Global Propane: Growing Demand in 2011

The global propane outlook? Four continents are thirsty for the gas. (image: apple via flickr.com)

Here’s a safe bet about the global propane market next year: Demand will be up.

In the last week, headlines on four continents have pointed to a growing thirst for liquefied petroleum gas (LPG). And it’s coming from a range of users, large and small. There’s a shortage of propane for Christmas cooking in Kenya, and the national Saudi oil company wants more LPG to stay home in 2011 for domestic. Meantime, a growing market for propane-powered vehicles will drive demand, as car owners around the world look for cheaper alternatives to gas. (Side note: Overseas, they like to call propane “autogas” when it’s powering a car.)

So if three is a trend, six is a … double trend?

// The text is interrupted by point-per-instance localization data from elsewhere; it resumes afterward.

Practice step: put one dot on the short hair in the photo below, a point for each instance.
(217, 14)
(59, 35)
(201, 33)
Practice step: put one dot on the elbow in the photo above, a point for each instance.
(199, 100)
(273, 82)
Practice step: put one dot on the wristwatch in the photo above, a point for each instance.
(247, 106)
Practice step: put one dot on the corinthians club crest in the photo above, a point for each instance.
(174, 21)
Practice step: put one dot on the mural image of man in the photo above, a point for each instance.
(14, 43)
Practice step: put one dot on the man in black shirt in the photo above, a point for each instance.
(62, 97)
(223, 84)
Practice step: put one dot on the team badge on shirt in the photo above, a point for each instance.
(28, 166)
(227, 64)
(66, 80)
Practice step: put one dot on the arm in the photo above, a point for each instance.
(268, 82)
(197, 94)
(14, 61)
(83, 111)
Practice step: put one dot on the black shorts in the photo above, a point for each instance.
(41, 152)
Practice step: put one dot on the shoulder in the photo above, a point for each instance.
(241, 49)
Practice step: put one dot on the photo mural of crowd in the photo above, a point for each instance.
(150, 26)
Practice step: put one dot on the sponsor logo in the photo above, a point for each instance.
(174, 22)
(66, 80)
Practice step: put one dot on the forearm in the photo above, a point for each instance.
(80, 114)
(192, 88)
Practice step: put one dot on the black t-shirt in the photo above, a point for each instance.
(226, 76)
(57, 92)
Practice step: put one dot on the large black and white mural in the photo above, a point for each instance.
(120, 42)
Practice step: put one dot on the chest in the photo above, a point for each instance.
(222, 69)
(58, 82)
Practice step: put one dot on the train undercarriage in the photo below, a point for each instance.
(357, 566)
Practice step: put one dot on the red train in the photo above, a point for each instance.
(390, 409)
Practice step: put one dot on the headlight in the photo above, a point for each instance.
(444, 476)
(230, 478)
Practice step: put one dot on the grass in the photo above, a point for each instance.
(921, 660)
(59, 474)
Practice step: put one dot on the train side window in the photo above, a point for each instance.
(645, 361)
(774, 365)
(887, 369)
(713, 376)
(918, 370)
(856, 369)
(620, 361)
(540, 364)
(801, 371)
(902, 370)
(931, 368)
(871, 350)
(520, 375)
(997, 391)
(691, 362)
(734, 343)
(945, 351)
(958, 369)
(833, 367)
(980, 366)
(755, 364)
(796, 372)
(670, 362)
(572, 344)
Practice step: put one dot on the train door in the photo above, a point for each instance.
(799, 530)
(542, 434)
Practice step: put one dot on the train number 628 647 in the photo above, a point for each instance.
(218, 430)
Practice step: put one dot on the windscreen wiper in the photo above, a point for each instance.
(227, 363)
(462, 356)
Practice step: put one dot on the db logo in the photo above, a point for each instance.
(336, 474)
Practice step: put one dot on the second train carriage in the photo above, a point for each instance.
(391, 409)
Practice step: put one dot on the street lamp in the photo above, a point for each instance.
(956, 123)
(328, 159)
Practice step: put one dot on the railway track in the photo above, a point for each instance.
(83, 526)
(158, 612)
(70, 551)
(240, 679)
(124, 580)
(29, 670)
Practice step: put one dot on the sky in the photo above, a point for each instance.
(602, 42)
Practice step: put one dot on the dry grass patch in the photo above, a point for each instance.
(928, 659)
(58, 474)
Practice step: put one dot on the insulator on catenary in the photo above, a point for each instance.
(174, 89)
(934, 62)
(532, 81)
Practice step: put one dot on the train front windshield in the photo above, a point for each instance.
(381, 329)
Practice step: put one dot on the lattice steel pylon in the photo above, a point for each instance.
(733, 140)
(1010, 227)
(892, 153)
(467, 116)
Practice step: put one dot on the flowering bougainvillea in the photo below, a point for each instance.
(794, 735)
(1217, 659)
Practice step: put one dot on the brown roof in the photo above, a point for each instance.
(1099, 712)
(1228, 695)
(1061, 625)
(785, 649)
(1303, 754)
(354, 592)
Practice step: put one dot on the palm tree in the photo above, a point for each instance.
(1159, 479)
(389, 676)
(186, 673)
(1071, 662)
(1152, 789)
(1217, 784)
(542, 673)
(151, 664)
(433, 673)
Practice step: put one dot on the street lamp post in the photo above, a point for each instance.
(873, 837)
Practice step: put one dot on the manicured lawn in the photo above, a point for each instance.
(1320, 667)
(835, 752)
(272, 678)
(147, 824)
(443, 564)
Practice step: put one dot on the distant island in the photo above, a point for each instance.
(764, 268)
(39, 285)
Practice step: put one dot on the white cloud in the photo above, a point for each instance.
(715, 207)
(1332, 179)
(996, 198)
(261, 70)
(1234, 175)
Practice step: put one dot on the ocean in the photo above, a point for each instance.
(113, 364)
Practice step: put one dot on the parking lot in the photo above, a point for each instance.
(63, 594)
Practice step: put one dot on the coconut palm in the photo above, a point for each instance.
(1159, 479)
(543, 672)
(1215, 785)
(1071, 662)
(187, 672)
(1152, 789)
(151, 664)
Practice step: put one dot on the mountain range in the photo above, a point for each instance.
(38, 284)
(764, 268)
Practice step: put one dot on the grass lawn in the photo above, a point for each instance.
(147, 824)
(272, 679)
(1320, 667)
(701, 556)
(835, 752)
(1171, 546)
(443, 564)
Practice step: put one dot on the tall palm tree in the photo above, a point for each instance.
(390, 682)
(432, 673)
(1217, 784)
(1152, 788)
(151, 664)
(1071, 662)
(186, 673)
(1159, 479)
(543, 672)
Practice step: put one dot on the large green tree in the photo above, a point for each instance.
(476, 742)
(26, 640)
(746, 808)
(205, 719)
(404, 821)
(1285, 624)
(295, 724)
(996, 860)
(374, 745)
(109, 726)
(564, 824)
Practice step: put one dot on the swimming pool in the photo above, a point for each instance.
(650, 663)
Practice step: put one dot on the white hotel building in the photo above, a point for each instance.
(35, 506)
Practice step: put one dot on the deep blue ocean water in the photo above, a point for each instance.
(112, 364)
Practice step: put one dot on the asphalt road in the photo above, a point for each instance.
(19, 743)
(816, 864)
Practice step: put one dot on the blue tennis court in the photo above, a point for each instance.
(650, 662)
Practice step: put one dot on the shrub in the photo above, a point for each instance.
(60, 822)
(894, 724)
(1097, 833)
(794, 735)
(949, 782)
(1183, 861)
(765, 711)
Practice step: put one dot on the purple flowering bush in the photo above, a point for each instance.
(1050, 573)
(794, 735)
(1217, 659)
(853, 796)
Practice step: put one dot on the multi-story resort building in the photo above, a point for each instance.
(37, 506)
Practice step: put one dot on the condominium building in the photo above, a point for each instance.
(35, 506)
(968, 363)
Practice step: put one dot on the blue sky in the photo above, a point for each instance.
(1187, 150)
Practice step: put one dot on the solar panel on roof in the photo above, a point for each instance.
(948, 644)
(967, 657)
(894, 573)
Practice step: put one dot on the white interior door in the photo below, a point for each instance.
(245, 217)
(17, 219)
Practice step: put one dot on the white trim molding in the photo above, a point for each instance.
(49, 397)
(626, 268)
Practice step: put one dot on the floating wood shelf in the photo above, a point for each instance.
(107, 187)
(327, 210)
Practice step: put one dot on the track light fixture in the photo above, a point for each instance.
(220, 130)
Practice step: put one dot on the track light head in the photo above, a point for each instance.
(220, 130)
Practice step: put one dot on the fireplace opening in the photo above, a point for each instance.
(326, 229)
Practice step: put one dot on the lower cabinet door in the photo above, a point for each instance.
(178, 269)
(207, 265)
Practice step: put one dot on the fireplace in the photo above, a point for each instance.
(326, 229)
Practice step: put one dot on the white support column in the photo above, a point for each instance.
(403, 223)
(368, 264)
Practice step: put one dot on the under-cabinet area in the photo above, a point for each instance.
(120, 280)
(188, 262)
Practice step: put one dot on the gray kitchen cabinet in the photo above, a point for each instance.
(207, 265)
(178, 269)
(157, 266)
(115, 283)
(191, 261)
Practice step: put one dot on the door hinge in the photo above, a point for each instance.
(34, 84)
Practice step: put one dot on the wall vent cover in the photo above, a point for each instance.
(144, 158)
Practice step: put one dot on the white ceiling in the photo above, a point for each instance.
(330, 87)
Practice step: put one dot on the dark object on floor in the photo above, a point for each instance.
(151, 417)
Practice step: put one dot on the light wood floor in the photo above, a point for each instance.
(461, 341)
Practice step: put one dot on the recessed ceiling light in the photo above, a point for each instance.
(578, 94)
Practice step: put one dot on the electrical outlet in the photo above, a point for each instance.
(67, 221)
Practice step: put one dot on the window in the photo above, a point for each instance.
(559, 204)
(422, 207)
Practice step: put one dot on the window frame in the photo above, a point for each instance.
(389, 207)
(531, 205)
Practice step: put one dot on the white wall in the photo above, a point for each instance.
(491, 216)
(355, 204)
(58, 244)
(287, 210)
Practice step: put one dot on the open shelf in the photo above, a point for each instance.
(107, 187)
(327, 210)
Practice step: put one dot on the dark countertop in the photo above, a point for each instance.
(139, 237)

Here’s a roundup of recent international propane stories, going east to west.

New Zealand: One of the country’s largest utilities, Contact Energy, added 3,000 propane customers in the last month — its only consistently growing service sector this year, says the business site at Stuff.

Philippines: The department of energy urged car owners to switch to autogas in response to high gas prices, according to the Manila Bulletin. And making an unusual argument for propane-powered vehicles, one officials claims LPG-cars are faster than standard gas cars.

Pakistan: The country made its single largest import of propane ever, an order of 5,000 tons that beat out the previous high of 3,600 tons, reports the Express Tribune.

Saudi Arabia: The national oil company, Saudi Aramco, announced that its 2011 LPG exports will drop 23.5 percent to meet domestic needs, mostly from its petrochemical industry, according to Platts.

Kenya: Retail prices for propane rise, over a “severe shortage” of the gas for cooking, says the Daily Nation. The government blames rampant piracy on the Indian Ocean for scaring propane-bearing tankers away from the port in Mombasa.

Turkey: The country’s largest LPG-conversion company says business is up almost 20-percent this year, prompted by rising oil prices, according to the Anatolia News Agency. Mehmet Ali Atiker, chairman of Atiker Autogas Systems, claims that 40-percent of vehicles on the streets of Turkey have LPG systems.